Solving Satisfiability Modulo Counting for Symbolic and Statistical AI Integration With Provable Guarantees
This addresses the challenge of integrating symbolic and statistical AI for real-world applications like social good, offering provable guarantees where previous methods lacked them, though it is incremental as it builds on existing SMC formulations.
The paper tackles the highly intractable Satisfiability Modulo Counting (SMC) problem, which combines symbolic and statistical AI, by proposing XOR-SMC, a polynomial algorithm with NP-oracles that provides constant approximation guarantees and outperforms baselines in experiments on AI for social good problems.

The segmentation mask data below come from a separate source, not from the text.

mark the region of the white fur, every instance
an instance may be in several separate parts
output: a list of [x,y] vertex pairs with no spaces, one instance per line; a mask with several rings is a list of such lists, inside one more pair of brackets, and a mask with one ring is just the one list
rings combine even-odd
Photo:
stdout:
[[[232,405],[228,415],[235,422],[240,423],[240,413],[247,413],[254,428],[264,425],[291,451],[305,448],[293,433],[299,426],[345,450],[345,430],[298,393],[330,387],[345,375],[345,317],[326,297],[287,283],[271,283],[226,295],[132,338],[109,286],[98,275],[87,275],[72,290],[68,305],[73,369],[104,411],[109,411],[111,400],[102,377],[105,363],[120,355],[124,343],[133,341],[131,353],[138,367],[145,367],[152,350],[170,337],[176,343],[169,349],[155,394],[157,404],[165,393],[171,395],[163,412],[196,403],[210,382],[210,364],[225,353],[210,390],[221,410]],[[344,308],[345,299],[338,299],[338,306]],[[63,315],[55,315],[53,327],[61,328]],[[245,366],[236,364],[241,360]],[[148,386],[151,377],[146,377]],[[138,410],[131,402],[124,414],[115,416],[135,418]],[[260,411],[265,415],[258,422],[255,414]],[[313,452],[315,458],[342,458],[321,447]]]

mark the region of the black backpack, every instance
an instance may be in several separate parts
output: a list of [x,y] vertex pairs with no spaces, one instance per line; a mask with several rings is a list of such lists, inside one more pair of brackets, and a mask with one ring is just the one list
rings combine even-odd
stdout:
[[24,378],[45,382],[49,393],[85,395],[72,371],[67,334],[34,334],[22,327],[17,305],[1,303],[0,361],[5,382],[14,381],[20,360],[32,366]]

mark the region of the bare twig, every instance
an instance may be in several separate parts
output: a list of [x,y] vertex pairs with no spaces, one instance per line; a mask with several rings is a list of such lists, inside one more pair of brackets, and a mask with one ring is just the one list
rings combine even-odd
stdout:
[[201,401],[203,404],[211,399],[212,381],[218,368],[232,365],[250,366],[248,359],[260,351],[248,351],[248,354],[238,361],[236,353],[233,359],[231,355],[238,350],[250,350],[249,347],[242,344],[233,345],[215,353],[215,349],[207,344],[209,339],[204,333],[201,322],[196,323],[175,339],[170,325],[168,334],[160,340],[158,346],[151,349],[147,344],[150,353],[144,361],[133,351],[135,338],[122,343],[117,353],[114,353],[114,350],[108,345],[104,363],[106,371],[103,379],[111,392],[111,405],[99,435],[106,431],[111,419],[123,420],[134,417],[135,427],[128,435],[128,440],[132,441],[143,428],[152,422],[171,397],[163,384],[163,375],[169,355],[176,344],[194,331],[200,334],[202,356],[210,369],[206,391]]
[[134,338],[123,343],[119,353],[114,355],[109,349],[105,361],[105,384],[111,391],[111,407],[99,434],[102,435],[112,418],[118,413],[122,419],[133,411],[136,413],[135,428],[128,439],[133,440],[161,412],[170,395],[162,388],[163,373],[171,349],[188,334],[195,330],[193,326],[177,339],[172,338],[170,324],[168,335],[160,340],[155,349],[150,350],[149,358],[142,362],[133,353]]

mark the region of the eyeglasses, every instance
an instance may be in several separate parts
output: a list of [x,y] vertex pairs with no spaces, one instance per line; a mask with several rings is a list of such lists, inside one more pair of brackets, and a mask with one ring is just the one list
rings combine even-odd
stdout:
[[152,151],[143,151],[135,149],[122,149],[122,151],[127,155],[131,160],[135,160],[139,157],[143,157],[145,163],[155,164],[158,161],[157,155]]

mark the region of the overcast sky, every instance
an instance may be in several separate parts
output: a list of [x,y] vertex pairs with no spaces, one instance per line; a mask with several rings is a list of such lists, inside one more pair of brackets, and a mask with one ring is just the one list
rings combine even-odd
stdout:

Satisfiability Modulo Counting (SMC) encompasses problems that require both symbolic decision-making and statistical reasoning. Its general formulation captures many real-world problems at the intersection of symbolic and statistical Artificial Intelligence. SMC searches for policy interventions to control probabilistic outcomes. Solving SMC is challenging because of its highly intractable nature($\text{NP}^{\text{PP}}$-complete), incorporating statistical inference and symbolic reasoning. Previous research on SMC solving lacks provable guarantees and/or suffers from sub-optimal empirical performance, especially when combinatorial constraints are present. We propose XOR-SMC, a polynomial algorithm with access to NP-oracles, to solve highly intractable SMC problems with constant approximation guarantees. XOR-SMC transforms the highly intractable SMC into satisfiability problems, by replacing the model counting in SMC with SAT formulae subject to randomized XOR constraints. Experiments on solving important SMC problems in AI for social good demonstrate that XOR-SMC finds solutions close to the true optimum, outperforming several baselines which struggle to find good approximations for the intractable model counting in SMC.